La Direction de la Santé et de la Population (DSP) de la wilaya de Bordj Bou Arréridj a diffusé une mise en garde urgente concernant la commercialisation illicite de l’Escodyne®. Ce produit contrefait, présenté comme un antalgique, représenterait un danger vital immédiat pour ses utilisateurs.
L’alerte, relayée par le Syndicat national des praticiens de la santé publique (SNPSP), fait état d’une situation alarmante. Selon la correspondance adressée aux établissements de santé et aux officines, la consommation de ce produit — dont la composition réelle est inconnue — peut entraîner des complications graves, voire le décès du patient dans un délai de seulement cinq jours.
Utilisé par erreur pour traiter les “maux de tête courants”, l’Escodyne® n’est pas un médicament autorisé. Voici ce que les autorités ont révélé sur son parcours :
- Le produit se présente frauduleusement comme un médicament d’origine inconnue.
- Il est introduit clandestinement sur le territoire national via des réseaux de transit passant par la Jordanie et la Syrie.
- Le produit est écoulé exclusivement via des circuits parallèles et informels, échappant à tout contrôle pharmaceutique réglementaire.
Face au risque d’intoxication majeure, la DSP de Bordj Bou Arréridj a ordonné une mobilisation immédiate des professionnels de santé.

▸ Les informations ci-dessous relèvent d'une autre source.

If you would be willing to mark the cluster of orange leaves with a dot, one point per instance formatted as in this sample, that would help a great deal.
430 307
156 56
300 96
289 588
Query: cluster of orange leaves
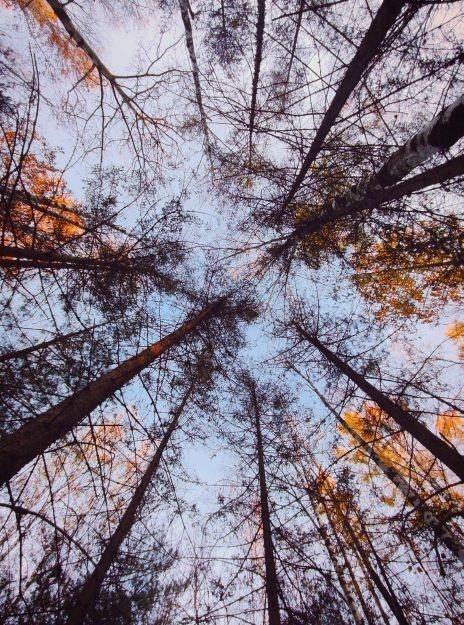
408 285
74 61
42 212
456 333
371 424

Les pharmaciens et directeurs d’hôpitaux sont appelés à :
- Signaler systématiquement toute présence du produit sur le marché.

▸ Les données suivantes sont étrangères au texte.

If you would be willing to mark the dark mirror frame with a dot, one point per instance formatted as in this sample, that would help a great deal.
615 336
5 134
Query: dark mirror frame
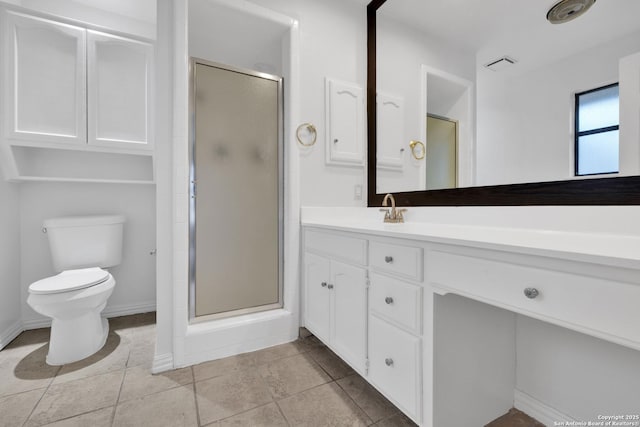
598 191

- Sensibiliser les citoyens sur l’importance de s’approvisionner uniquement en pharmacie.
- Avertir les patients que tout recours à des médicaments issus de la vente de rue ou de circuits non officiels peut s’avérer fatal.

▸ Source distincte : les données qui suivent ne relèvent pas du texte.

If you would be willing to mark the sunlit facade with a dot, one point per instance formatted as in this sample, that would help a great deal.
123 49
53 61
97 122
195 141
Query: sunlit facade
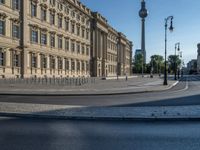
57 38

ESCODYNE® : Entre rumeurs et réalité, le cri d’alarme de Mustapha Zebdi sur les compléments alimentaires
Face à l’ampleur nationale de la situation, Mustapha Zebdi, président de l’Association de protection et d’orientation du consommateur et de son environnement (APOCE), a tenu à apporter des éclaircissements cruciaux. Selon l’enquête préliminaire menée par l’association, plusieurs zones d’ombre subsistent quant à la nature exacte de ce produit.
L’une des principales révélations concerne la confusion de catégorie. Après consultation de plusieurs pharmaciens, il apparaît que le nom Escodyne® ne correspond à aucun médicament enregistré officiellement comme analgésique, mais serait plutôt identifié par les spécialistes comme un complément alimentaire.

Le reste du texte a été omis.